Poster Session E - Monday, March 31, 2025, 2:30 – 4:30 pm EDT, Back Bay Ballroom/Republic Ballroom

Anna Schwartz1, Erin Meier1; 1Northeastern University

Metaphors are phrases frequently used in daily conversation but the neural underpinnings of metaphor remain relatively unknown, with debate revolving around the extent to which additional brain regions (such as regions in the multiple demand network or regions in the right hemisphere) are recruited to support processing of metaphors. We have previously analyzed the neural correlates (via functional near infrared spectroscopy) of novel and familiar metaphors as compared to paired literal phrases with the same base word (e.g., “The only noise was a flush; His memoirs were a toilet flush”) but we have yet to explore how other features of the stimuli contribute to processing difficulty.
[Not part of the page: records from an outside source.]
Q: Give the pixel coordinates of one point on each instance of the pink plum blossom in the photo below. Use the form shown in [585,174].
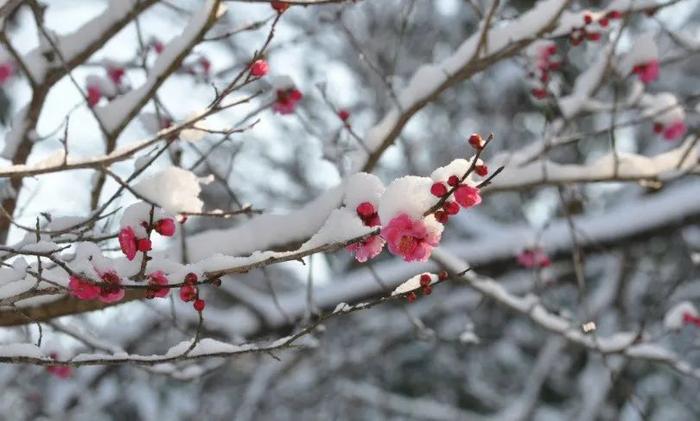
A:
[156,280]
[128,243]
[467,196]
[287,101]
[111,290]
[83,289]
[410,238]
[367,249]
[534,258]
[647,72]
[165,227]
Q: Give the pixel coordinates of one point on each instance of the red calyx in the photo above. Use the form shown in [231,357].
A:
[441,217]
[452,208]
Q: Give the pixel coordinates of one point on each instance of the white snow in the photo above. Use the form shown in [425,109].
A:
[174,189]
[673,320]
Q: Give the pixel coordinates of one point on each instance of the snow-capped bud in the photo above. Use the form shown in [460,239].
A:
[259,68]
[93,95]
[438,189]
[476,141]
[165,227]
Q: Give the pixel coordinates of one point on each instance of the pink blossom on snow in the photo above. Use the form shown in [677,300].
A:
[467,196]
[128,243]
[367,249]
[647,72]
[83,289]
[287,101]
[111,290]
[410,238]
[534,258]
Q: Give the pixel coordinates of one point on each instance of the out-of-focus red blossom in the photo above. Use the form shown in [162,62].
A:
[467,196]
[614,14]
[156,280]
[111,290]
[452,208]
[689,318]
[165,227]
[367,249]
[60,371]
[410,238]
[259,68]
[94,94]
[127,242]
[144,244]
[287,100]
[647,72]
[188,293]
[593,36]
[116,74]
[83,289]
[674,130]
[534,258]
[279,6]
[7,69]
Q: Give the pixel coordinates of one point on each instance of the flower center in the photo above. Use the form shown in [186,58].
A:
[407,244]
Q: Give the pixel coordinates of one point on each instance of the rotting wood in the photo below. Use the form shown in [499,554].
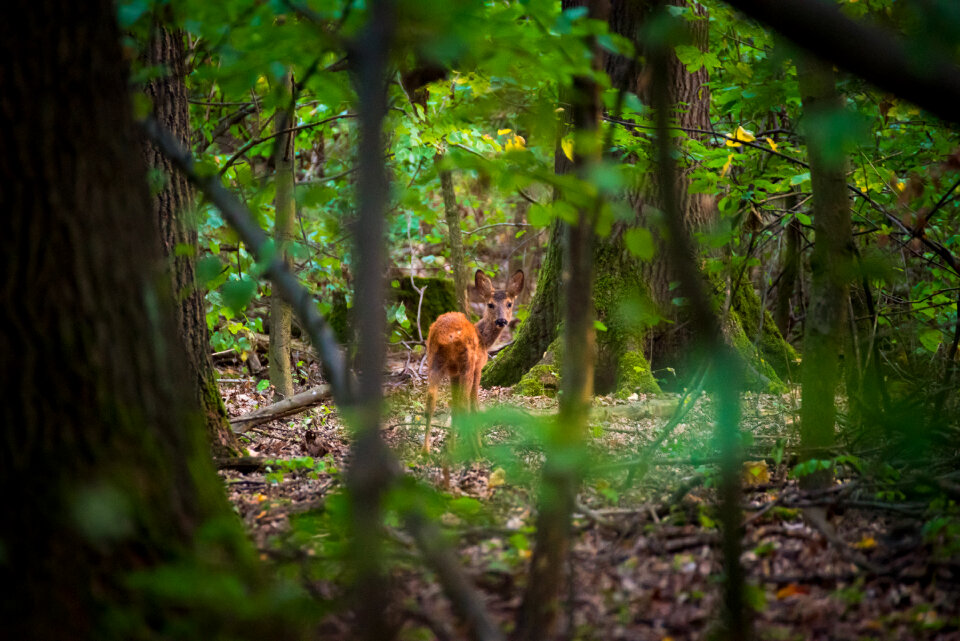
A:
[281,409]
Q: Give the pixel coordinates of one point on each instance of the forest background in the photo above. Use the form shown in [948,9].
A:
[738,232]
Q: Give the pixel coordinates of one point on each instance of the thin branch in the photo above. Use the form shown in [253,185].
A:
[286,284]
[875,54]
[256,141]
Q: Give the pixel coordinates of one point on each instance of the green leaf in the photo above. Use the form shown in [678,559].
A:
[931,339]
[208,268]
[237,293]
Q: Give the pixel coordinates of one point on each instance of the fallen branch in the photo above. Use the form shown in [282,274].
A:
[281,409]
[242,463]
[465,599]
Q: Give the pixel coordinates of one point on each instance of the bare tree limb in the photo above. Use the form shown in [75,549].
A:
[877,55]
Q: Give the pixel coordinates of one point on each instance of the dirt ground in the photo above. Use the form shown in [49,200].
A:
[851,562]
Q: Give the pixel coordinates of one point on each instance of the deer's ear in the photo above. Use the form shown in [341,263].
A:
[516,284]
[483,284]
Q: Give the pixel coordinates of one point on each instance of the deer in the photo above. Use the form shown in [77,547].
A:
[458,349]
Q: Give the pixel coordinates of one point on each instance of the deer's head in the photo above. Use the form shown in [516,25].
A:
[499,302]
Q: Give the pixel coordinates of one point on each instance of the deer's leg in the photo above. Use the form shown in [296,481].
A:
[433,384]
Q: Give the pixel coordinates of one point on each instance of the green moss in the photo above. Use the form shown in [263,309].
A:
[541,380]
[772,347]
[759,376]
[634,376]
[439,298]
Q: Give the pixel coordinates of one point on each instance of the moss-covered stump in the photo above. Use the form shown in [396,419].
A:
[759,374]
[543,379]
[773,348]
[634,375]
[439,298]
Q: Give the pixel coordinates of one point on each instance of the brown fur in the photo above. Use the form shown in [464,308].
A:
[457,349]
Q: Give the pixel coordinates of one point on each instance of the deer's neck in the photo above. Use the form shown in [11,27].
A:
[488,332]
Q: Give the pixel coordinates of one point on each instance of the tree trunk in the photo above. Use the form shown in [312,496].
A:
[174,208]
[790,271]
[372,467]
[105,442]
[537,618]
[281,316]
[830,264]
[630,293]
[454,238]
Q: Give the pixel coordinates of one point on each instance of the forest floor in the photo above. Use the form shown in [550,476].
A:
[645,563]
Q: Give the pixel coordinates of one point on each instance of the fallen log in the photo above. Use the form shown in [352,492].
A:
[281,409]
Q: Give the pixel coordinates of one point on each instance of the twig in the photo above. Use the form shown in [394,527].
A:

In this work we seek feedback for extending analyses of neuroimaging to other features that contribute to metaphor difficulty. We analyzed behavioral responses to three additional linguistic features of the phrases (1) sensory modalities, 2) syntactic structure, and 3) semantic diversity of the base term, along with three variables of individual differences (2) executive function and (1) vocabulary knowledge. Twenty-eight healthy individuals (n = 14 female; M age = 23.1 ± 3.1 years) participated. In a multi-step linear regression, individual differences were consistently predictive of reaction time and metacognitive awareness, but vocabulary knowledge and syntactic structures were only predictive of slower reaction times, not metacognitive awareness, where sensory modality made no difference to either metacognitive judgments or reaction times. Our findings suggest that a number of features contribute to metaphor difficulty and may recruit different regions of the brain during processing.